L’arrestation est mouvementée. Tony déploie une force de colosse et deux fonctionnaires tombent à terre. Le premier s’affaisse, le nez fracassé par un direct du droit et l’autre est projeté violemment contre la vitre à la suite d’un crochet du gauche très bien placé.

La lutte s’achève au moment où le commissaire Rocca sort son revolver et le plaque sur la tempe de Tony. Le sportif se rend alors et se laisse conduire, menotté dans le dos, jusqu’aux locaux de la Sûreté lilloise.

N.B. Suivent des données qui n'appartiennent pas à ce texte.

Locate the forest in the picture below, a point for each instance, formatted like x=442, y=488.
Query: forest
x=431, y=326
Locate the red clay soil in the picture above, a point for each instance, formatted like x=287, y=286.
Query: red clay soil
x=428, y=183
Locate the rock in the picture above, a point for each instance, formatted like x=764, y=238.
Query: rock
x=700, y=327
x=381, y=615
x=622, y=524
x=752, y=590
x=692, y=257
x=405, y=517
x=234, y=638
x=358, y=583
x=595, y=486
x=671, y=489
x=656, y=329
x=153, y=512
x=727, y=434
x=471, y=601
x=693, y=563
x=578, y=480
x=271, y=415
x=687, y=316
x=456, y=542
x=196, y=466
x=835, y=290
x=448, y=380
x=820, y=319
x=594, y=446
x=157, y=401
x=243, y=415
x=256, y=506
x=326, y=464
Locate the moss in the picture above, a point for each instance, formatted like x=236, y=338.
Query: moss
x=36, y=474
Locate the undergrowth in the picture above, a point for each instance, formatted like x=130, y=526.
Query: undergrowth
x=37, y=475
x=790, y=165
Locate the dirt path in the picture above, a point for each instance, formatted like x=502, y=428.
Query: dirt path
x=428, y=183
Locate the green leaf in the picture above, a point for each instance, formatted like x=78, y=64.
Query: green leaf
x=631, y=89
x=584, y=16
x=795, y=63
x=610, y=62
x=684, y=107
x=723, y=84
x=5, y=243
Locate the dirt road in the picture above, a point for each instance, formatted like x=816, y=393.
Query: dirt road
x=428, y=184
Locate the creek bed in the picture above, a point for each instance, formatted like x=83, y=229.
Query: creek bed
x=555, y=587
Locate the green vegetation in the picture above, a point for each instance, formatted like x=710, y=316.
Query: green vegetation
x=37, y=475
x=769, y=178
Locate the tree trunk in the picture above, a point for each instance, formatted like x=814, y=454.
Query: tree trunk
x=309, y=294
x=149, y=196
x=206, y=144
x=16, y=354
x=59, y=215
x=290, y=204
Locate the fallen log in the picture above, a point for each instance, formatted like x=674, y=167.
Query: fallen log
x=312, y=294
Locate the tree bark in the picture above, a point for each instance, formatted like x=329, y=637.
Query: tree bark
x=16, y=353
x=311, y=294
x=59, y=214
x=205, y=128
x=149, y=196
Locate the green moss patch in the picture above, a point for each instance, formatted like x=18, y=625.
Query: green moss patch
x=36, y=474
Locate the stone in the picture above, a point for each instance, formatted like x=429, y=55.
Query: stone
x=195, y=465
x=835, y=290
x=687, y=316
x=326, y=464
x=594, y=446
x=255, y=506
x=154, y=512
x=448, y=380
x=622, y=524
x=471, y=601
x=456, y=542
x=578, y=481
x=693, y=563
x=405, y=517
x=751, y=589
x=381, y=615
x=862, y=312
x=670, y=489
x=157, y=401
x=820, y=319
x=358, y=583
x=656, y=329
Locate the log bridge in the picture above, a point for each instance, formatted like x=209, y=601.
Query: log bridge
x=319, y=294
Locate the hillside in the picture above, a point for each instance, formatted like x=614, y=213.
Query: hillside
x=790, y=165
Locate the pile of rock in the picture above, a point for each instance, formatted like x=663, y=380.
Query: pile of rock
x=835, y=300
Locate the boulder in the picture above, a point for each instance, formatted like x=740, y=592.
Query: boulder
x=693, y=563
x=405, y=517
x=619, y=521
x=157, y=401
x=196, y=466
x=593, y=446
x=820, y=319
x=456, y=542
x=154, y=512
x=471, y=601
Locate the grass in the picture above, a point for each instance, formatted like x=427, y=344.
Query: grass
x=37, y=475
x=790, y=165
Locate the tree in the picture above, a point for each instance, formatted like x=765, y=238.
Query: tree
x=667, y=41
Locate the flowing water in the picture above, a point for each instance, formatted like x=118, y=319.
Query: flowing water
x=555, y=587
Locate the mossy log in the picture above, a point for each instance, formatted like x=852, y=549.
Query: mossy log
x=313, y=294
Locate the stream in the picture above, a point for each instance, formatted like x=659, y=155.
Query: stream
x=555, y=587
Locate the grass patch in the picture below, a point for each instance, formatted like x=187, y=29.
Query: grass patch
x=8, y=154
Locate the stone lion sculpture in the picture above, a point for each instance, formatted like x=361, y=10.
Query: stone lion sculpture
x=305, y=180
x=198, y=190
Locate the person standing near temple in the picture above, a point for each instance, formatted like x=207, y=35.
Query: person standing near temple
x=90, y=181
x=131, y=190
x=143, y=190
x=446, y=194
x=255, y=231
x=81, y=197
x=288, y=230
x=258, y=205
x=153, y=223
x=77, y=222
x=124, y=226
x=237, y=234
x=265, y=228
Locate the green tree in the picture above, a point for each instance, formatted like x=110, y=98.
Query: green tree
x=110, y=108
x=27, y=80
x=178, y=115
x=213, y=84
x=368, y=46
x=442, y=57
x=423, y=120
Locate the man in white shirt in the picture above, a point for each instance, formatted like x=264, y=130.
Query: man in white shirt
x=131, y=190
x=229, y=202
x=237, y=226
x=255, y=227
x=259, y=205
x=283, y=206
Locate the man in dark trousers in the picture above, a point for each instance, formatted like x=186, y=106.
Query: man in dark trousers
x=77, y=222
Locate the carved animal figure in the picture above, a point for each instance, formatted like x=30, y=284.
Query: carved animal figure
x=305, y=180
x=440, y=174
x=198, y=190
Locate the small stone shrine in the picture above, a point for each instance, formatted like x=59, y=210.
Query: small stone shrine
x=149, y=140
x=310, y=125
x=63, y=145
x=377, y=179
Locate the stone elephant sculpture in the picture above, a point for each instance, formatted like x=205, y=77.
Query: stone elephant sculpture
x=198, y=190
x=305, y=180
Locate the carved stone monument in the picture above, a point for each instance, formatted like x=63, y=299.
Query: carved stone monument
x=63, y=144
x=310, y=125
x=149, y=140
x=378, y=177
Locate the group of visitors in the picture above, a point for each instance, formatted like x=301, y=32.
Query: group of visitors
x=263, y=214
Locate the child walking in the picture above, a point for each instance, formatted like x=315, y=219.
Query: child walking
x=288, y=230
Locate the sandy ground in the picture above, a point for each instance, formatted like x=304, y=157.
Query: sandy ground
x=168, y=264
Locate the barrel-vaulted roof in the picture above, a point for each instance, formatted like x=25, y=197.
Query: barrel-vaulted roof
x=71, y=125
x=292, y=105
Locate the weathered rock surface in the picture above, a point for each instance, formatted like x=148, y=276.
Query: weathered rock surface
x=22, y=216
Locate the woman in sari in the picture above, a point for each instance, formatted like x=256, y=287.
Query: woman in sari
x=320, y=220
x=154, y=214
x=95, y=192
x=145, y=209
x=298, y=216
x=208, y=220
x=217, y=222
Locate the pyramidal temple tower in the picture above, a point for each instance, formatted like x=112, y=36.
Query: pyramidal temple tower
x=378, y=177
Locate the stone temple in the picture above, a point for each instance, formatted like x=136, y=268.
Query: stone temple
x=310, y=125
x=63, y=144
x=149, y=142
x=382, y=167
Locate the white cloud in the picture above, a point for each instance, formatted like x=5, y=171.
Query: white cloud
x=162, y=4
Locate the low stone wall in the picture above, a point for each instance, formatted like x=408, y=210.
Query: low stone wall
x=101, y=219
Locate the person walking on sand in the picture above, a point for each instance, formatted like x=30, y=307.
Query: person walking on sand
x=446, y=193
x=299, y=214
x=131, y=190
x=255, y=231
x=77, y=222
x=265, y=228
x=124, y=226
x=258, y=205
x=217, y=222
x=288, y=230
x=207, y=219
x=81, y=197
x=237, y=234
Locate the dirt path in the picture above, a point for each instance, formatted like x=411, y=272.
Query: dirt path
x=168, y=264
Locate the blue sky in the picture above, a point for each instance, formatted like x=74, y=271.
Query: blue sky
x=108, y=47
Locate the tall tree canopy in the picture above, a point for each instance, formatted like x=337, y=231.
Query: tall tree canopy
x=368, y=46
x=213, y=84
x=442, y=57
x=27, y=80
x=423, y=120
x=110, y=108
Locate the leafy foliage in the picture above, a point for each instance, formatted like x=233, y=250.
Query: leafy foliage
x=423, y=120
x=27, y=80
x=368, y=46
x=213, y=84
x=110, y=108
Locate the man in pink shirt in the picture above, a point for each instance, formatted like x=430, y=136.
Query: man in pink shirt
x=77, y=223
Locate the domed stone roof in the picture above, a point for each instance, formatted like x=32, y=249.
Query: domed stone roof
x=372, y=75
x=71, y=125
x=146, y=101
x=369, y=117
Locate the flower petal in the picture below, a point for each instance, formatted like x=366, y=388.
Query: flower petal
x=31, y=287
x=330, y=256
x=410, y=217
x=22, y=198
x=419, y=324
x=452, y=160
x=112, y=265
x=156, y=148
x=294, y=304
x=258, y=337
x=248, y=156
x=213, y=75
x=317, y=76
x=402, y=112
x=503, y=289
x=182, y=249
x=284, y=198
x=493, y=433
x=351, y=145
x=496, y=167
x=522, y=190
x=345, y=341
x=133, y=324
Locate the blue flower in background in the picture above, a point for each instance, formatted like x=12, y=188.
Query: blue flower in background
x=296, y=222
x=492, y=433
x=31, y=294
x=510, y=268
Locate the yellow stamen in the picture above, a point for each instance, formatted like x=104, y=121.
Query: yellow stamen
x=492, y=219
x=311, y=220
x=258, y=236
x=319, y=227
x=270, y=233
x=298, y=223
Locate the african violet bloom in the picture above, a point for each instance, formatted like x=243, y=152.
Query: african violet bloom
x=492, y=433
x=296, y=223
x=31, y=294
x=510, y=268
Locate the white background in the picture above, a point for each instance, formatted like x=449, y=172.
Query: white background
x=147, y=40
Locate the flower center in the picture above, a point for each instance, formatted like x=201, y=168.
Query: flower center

Un après-midi et une nuit complète d’interrogatoire musclé ramollissent notre homme qui passe aux aveux :

« Oui, monsieur le commissaire, j’ai pris des photographies des forts de Lille dans un but d’espionnage. J’ai été recruté à Bruxelles par un Allemand très bien habillé et parlant parfaitement le français. Il m’a proposé une grosse somme d’argent qui couvrait les lourdes dettes accumulées par ma salle de boxe où les clients étaient devenus trop rares. J’ai appris que ce monsieur était un officier du Reich et qu’il voulait aussi faire travailler ma maîtresse. Il m’a confié un appareil photographique pour prendre des clichés des forts entourant notre grande ville près de la frontière belge. Et il a proposé de belles toilettes à ma compagne pour qu’elle séduise des gradés de la garnison. J’avais aussi pour mission de vérifier si les forts étaient reliés entre eux par une ligne téléphonique. Plus tard, on m’a demandé de recruter des auxiliaires pour d’autres observations en me promettant des enveloppes toujours plus intéressantes. C’est sans doute là que je me suis fait remarquer par la police.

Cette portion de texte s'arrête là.